On Mon, Oct 23, 2017 at 10:17 AM, Piotr Nowojski <pi...@data-artisans.com>
wrote:

> Till could you take a look at this?
>
> Piotrek
>
> On 18 Oct 2017, at 20:32, Jared Stehler <jared.stehler@
> intellifylearning.com> wrote:
>
> I’m having an issue where I’ve got logging setup and functioning for my
> flink-mesos deployment, and works fine up to a point (the same point every
> time) where it seems to fall back to “defaults” and loses all of my
> configured filtering.
>
> 2017-10-11 21:37:17.454 [flink-akka.actor.default-dispatcher-17] INFO
>  o.a.f.m.runtime.clusterframework.MesosFlinkResourceManager  -
> TaskManager taskmanager-00008 has started.
> 2017-10-11 21:37:17.454 [flink-akka.actor.default-dispatcher-16] INFO
>  org.apache.flink.runtime.instance.InstanceManager  - Registered
> TaskManager at ip-10-80-54-201 (akka.tcp://flink@ip-10-80-54-
> 201.us-west-2.compute.internal:31014/user/taskmanager) as
> 697add78bd00fe7dc6a7aa60bc8d75fb.

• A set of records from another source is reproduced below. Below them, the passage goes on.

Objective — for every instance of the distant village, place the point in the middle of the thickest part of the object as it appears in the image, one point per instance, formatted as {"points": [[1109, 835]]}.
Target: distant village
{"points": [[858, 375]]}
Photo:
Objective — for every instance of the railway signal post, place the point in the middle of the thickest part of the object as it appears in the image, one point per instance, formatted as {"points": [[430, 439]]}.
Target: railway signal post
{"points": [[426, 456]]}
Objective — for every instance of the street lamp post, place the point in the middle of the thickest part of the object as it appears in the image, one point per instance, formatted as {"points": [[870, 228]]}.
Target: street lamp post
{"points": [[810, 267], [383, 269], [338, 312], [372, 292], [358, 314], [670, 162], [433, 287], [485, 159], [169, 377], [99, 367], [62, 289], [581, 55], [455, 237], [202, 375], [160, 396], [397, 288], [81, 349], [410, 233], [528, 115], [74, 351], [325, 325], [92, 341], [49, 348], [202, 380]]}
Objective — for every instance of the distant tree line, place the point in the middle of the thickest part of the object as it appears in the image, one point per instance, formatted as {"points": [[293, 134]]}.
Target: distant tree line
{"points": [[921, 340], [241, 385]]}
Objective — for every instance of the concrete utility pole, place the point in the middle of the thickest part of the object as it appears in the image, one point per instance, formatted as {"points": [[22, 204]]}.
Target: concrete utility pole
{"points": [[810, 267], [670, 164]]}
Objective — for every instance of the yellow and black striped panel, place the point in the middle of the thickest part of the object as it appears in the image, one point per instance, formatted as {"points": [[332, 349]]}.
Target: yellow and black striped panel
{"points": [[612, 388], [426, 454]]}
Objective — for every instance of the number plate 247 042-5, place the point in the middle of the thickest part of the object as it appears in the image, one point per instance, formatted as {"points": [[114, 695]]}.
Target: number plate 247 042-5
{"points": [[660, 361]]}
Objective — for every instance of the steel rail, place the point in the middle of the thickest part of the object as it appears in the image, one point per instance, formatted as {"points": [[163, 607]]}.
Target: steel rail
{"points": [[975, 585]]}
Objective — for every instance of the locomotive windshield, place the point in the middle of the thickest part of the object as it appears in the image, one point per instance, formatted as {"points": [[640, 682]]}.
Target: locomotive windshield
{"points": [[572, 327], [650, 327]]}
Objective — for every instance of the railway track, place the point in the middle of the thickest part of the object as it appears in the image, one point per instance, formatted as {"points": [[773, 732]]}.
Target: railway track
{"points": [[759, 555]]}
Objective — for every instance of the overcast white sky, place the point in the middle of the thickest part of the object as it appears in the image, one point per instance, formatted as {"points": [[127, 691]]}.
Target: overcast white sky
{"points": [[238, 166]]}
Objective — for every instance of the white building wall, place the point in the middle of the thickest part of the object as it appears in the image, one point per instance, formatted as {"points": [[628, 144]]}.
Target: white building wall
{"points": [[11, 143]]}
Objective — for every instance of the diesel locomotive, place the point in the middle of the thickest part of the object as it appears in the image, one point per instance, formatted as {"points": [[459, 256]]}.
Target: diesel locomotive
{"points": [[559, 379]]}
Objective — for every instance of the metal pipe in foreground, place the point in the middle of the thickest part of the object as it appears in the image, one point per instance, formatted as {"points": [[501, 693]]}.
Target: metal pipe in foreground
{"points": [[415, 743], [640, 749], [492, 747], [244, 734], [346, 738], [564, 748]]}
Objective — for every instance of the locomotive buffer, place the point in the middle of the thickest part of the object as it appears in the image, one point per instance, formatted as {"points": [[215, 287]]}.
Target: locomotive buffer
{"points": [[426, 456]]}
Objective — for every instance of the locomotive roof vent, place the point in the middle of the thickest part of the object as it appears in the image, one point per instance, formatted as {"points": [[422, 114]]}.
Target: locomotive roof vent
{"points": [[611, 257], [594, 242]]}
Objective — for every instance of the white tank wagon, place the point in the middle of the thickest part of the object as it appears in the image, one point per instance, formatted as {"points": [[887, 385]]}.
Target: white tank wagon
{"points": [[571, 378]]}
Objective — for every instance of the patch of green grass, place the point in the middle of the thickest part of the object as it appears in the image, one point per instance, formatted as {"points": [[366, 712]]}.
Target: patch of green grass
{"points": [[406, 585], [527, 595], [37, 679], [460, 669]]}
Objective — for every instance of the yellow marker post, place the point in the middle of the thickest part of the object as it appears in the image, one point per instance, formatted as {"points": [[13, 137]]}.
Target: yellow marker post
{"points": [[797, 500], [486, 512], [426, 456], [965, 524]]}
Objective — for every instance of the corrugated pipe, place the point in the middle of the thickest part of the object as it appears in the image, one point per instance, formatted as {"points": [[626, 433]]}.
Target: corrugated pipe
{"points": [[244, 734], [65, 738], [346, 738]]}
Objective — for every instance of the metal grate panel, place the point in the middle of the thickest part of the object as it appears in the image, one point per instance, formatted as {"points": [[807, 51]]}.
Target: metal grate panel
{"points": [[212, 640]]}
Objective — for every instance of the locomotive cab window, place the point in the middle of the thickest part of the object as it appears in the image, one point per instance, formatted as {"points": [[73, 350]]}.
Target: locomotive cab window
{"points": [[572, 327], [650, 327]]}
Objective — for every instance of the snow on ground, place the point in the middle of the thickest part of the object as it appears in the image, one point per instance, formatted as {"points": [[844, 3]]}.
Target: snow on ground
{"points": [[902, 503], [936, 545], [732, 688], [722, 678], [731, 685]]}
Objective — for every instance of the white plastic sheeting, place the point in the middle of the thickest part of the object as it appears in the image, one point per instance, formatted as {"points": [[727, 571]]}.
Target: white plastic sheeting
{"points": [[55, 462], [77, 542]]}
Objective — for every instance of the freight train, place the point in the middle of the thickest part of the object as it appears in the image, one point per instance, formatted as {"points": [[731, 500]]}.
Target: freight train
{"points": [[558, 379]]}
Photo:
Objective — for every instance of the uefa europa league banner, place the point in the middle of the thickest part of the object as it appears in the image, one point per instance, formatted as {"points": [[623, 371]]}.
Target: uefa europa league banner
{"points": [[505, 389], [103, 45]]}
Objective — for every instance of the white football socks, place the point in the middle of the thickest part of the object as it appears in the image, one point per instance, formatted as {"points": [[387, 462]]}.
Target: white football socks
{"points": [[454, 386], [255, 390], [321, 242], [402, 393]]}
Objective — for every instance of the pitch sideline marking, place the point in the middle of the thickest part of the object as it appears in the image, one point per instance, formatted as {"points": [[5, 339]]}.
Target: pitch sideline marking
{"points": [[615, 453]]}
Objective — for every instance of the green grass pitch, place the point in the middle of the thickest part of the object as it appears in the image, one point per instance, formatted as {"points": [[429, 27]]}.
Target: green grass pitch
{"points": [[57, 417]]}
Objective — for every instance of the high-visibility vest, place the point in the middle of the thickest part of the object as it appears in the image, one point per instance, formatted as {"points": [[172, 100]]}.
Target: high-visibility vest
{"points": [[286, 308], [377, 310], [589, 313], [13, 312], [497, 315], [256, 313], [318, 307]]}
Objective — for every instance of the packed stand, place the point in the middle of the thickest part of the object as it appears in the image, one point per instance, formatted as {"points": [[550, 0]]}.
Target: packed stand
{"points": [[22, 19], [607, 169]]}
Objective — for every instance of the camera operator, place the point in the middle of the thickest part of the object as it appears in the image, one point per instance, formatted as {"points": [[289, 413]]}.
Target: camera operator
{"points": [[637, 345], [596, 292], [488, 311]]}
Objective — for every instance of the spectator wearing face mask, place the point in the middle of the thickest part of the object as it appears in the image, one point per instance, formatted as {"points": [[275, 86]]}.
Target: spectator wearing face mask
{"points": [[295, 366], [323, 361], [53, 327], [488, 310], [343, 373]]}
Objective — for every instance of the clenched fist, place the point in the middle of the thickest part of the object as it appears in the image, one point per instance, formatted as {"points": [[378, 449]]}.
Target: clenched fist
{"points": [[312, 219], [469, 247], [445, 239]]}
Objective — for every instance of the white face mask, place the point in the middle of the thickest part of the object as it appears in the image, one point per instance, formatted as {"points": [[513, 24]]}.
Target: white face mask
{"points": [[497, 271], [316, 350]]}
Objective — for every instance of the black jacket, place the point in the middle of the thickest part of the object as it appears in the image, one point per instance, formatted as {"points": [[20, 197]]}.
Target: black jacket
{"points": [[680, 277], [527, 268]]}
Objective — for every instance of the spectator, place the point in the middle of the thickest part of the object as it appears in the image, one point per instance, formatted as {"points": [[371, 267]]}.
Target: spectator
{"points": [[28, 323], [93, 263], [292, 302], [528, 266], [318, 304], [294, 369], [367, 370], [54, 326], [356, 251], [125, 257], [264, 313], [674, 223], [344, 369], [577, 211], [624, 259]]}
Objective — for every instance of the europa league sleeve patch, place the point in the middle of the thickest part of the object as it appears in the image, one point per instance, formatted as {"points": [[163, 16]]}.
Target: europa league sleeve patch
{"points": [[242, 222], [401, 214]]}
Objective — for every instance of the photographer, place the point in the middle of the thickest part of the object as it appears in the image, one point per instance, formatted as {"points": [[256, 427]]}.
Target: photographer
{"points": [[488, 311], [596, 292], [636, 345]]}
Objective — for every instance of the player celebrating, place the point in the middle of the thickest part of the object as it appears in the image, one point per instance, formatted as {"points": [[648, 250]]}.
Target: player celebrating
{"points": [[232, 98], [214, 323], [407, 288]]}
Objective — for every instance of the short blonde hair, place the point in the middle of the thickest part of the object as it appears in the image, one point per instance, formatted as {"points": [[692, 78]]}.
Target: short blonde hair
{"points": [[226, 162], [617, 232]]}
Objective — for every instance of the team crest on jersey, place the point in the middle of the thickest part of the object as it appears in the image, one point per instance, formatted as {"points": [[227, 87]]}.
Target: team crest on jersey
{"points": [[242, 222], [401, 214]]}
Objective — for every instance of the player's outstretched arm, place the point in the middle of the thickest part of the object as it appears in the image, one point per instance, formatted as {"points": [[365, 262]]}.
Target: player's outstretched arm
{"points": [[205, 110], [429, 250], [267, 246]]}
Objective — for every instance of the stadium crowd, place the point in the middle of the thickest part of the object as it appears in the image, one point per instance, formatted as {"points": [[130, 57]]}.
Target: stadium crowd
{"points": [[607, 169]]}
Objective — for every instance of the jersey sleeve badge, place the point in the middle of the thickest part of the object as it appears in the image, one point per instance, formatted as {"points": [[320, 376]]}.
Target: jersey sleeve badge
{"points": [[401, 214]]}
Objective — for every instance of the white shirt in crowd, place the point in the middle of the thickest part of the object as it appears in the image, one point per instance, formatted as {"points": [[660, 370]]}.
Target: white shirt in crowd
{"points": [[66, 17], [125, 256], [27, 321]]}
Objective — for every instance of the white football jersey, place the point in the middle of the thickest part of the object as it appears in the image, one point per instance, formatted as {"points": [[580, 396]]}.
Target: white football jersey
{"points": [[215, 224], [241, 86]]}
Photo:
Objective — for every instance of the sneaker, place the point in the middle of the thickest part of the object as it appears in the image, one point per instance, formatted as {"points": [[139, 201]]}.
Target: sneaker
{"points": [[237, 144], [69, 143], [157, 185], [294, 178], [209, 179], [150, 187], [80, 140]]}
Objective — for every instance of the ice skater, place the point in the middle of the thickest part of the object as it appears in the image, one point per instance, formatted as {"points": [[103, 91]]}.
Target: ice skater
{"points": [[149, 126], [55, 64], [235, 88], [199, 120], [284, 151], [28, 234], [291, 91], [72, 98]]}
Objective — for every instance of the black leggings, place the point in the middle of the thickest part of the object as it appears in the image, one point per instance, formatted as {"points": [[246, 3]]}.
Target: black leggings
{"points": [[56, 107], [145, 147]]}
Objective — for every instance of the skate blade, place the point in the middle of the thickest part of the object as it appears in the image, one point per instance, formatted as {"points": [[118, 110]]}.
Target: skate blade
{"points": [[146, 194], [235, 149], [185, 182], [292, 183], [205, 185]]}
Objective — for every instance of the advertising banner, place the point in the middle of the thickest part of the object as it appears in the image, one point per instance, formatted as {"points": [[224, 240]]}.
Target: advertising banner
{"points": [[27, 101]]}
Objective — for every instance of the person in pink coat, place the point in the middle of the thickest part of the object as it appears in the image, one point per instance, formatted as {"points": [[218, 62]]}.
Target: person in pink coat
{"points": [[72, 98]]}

Current number of registered hosts is
> 39. Current number of alive task slots is 39.
> 2017-10-11 21:37:18.820 [flink-akka.actor.default-dispatcher-17] INFO
>  org.apache.flink.runtime.instance.InstanceManager  - Registered
> TaskManager at ip-10-80-54-201 (akka.tcp://flink@ip-10-80-54-
> 201.us-west-2.compute.internal:31018/user/taskmanager) as
> a6cff0f18d71aabfb3b112f5e2c36c2b. Current number of registered hosts is
> 40. Current number of alive task slots is 40.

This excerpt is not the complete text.